Esistono le traduzioni e non la traduzione?
Non esiste una traduzione perfetta, qualsiasi testo tradotto può essere migliorato, qualsiasi anche quello fatto un’ora prima e che ritieni perfetto un’ora dopo può essere migliorato.
Possiamo dire che ormai sappiamo come si traduce, sappiamo applicare le pratiche, le tecniche, gli strumenti e le metodologie per tradurre bene; abbiamo decenni e forse secoli di teorie che ci supportano, ogni aspetto del tradurre è stato studiato, esaminato, eppure, ogni volta siamo costretti a renderci conto che la traduzione letteraria corrisponde a un’operazione, a un processo, a un meccanismo che implica inevitabilmente una trasformazione. Le traduzioni vivono in forme plurali. Non sono monocratiche né monolitiche. Abbiamo ormai chiaro che la traduzione letteraria riguarda un’esperienza un accadimento, un fenomeno, quasi totalmente soggettivi, vissuti dal traduttore di letteratura, di narrativa, o di “opere”, come soggetto assolutamente non neutro, il quale entra il gioco con tutta la sua soggettività conscia e inconscia.

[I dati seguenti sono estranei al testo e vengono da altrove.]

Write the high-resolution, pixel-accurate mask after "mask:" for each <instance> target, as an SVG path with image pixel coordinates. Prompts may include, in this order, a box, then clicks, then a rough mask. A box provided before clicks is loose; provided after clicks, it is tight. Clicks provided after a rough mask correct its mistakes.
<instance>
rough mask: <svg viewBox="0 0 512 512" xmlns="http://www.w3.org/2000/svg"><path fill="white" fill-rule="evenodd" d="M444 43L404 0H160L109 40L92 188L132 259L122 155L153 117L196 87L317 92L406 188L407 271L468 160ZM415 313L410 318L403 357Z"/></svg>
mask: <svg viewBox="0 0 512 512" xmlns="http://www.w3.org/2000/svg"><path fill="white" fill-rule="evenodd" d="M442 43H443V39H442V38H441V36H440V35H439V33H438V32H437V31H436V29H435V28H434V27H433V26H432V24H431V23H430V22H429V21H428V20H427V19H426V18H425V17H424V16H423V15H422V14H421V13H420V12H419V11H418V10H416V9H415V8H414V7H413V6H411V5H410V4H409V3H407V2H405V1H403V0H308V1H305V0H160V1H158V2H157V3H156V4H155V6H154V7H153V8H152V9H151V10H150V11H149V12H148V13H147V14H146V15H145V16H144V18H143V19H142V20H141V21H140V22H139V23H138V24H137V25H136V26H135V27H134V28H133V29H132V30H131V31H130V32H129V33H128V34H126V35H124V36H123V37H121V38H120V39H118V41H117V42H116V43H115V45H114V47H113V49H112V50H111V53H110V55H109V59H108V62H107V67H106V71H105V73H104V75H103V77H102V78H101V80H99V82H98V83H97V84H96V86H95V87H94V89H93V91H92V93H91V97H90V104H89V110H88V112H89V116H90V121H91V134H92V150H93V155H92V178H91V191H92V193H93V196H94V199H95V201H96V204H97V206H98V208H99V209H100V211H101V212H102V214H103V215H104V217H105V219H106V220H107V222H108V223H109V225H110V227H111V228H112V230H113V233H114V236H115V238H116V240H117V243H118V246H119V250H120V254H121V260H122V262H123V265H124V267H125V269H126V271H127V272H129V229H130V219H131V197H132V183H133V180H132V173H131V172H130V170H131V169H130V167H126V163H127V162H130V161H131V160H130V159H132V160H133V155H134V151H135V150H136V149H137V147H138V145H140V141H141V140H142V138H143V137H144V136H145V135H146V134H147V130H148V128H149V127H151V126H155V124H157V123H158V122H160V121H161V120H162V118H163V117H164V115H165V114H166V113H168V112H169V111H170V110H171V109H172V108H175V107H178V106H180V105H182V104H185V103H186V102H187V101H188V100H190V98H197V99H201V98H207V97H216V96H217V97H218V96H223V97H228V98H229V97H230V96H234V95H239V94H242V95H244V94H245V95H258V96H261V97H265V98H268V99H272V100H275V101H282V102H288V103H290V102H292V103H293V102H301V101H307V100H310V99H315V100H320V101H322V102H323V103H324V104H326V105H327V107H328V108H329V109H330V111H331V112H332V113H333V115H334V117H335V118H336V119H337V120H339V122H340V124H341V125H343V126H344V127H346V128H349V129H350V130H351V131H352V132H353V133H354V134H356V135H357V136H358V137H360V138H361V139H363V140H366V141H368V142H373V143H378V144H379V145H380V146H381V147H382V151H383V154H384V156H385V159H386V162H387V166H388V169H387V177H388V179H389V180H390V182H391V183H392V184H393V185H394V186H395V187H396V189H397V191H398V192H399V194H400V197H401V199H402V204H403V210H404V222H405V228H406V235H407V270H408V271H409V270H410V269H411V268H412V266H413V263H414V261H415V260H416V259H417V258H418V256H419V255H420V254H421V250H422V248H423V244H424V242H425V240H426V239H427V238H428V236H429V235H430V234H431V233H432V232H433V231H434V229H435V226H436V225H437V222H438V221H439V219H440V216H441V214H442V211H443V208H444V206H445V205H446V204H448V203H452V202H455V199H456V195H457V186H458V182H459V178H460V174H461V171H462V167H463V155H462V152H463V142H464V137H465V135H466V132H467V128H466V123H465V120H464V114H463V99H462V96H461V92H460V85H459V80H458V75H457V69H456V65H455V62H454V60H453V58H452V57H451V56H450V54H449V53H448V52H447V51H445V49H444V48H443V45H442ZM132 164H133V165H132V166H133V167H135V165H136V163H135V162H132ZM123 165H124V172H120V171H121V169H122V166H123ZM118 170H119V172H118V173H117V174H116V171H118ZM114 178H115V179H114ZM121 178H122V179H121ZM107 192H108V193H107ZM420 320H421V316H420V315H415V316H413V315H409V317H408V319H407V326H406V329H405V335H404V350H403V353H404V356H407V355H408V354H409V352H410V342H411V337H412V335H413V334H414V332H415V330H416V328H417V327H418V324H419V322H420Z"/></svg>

“Nella ‘traduzione di opere’ il traduttore è umanamente coinvolto in maniera diretta e non mediata: egli impegna tutto il proprio essere, diviene cassa di risonanza delle passioni, delle gioie e dei drammi che vive l’autore dell’originale, e cerca nella propria esperienza un sentire tanto più possibile equivalente a quello, per tradurre quella vita con l’analogo di essa nella propria vita. Si tratta di quella lettura scrivente che non traduce segni con segni, bensì vita con vita”.